# Came across this



## esj (Jun 9, 2012)

This is not a site I've seen before. However, you'll all probably be familiar with it 

http://www.michaels.com/All-Knit/projects-yarnandneedlecrafts-allknit,default,sc.html


----------



## vershi (Nov 25, 2012)

I have not seen that one before, some good patterns on there, thanks for the link. :thumbup:


----------



## Brianna9301 (Aug 18, 2011)

Lots of great patterns, will bookmark! Thank you


----------



## virginia42 (Mar 13, 2011)

I haven't seen this before. Thx.


----------



## 44gram (Dec 10, 2011)

I hadn't seen this before. Thanks for sharing


----------



## judyr (Feb 20, 2011)

That is a great selection.
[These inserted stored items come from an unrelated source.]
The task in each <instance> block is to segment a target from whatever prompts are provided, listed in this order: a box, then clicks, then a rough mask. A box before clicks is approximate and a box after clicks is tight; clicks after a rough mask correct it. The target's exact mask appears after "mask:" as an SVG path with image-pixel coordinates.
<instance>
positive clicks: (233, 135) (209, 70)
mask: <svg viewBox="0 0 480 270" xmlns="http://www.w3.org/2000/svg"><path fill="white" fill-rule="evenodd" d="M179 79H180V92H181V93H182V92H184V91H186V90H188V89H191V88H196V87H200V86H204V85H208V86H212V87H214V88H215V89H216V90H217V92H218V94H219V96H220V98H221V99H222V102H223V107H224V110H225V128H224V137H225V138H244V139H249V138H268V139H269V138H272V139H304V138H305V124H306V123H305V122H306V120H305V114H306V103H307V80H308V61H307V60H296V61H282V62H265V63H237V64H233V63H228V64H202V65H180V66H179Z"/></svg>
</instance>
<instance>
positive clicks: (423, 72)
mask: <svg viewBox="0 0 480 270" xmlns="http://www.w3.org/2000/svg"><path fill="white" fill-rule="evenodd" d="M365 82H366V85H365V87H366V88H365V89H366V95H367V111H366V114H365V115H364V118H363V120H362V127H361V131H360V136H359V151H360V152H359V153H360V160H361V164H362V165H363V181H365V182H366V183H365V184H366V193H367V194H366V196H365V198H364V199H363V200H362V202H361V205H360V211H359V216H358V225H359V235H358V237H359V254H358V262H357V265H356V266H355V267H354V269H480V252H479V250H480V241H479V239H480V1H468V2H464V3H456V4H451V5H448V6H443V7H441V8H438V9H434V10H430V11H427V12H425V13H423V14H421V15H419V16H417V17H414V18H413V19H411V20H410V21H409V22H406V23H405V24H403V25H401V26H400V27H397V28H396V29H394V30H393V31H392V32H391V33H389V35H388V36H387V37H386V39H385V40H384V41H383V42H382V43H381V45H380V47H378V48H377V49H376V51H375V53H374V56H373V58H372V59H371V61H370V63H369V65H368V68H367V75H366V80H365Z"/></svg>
Thanks for the heads up!


----------



## Margaree (May 24, 2011)

Crochet version:
http://www.michaels.com/All-Crochet/projects-yarnandneedlecrafts-allcrochet,default,sc.html


----------



## Lalane (Aug 23, 2011)

Thanks what a great site.


----------



## justinjared (May 31, 2012)

first time i have seen this link. some good patterns. thanks for sharing.


----------



## Zinzin (Oct 17, 2012)

Thanks,


----------



## run4fittness (May 22, 2011)

Thank you!


----------